The only thing that’s really turned out the way I expected has been that the “three R’s” risk management programs — the temporary PPACA reinsurance program, the temporary risk corridors program, and the relatively “permanent” risk-adjustment program — would have complicated, interesting problems.
On the one hand, I had a hard time imagining most of the other problems. It never occurred to me, for example, that setting up and running the exchange enrollment systems would be all that hard. It never occurred to me that state exchange committees would sit around talking about rare language translation services so long they’d put off working on the enrollment systems.
On the other hand, I never imagined some of the events that ended up savings the PPACA coverage expansion provisions from the brink of death.
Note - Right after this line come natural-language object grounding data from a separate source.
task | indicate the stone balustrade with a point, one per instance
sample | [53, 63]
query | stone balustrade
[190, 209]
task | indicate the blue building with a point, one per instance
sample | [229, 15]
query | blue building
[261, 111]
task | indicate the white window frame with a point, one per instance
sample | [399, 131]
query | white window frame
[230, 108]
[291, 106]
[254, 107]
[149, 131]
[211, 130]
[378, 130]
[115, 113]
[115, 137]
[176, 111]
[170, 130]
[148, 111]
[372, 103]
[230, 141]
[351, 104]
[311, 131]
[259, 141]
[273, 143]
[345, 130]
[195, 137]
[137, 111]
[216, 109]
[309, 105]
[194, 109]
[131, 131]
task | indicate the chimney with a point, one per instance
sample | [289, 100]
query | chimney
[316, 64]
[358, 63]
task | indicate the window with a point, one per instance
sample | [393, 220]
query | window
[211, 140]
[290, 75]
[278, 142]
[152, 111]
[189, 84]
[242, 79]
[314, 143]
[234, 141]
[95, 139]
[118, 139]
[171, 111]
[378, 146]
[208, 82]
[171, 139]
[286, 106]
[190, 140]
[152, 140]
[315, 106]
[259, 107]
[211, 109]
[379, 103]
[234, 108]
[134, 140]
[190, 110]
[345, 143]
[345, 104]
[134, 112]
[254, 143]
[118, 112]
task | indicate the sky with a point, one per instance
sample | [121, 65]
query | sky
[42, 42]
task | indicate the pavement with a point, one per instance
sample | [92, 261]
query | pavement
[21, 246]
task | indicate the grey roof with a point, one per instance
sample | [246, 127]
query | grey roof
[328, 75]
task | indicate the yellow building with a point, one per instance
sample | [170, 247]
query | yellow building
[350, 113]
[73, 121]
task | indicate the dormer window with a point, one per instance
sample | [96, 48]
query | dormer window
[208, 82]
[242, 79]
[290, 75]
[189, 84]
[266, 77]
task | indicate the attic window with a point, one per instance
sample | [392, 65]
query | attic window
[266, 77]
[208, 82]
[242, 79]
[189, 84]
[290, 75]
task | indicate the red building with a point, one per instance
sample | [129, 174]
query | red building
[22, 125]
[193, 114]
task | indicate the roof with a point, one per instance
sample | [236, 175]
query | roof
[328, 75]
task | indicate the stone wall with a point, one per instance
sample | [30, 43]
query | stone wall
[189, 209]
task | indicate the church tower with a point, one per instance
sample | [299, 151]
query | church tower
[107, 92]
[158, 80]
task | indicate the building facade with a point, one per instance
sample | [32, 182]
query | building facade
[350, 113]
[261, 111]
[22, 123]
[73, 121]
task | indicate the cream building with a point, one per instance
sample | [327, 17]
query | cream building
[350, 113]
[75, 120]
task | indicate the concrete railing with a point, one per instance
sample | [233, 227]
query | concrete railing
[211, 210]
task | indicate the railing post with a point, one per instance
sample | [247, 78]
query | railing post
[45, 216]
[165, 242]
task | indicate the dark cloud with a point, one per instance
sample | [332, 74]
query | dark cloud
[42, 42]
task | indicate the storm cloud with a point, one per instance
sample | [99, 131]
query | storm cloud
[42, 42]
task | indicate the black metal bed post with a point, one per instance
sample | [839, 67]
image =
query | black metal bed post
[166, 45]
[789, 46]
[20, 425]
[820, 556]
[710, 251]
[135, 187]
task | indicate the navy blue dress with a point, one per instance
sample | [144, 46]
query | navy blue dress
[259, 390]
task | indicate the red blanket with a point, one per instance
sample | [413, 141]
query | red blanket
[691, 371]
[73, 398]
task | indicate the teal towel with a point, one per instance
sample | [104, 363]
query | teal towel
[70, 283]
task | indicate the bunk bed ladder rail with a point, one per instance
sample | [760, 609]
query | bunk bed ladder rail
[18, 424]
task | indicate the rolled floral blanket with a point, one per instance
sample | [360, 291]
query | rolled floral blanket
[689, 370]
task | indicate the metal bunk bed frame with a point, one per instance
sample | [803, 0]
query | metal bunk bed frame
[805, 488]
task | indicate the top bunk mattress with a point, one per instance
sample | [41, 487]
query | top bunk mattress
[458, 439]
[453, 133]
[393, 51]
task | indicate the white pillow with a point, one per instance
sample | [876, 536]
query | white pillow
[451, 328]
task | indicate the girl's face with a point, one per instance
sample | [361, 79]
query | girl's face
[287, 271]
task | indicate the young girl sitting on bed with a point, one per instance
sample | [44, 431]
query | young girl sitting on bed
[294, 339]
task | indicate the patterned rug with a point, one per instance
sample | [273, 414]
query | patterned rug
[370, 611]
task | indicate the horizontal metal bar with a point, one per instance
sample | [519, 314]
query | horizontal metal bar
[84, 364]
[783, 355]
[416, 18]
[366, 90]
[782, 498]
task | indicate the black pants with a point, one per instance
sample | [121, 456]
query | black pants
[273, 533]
I never would have dreamed that John Roberts’ Supreme Court would save PPACA from drafting and procedural problems — twice.
The PPACA exchange system could still end up pulling through and doing fine, even in 2017. You never know.
On the third hand, it’s hard to know how stable the exchange system will really be in 2017, or what would happen if the exchange system suddenly went poof in, say, June, when more information about form and rate filings becomes available.
See also: On the Third Hand: Rate filings
The federal government has been pestering big banks and insurers to come up with living wills, due to concerns about financial system risk.
Maybe the government ought to think harder about health system risk. Maybe it should make sure health care system players have some kind of plan for what everyone does next if the exchange system evaporates, or the online health insurance malls are still there but the shelves are empty.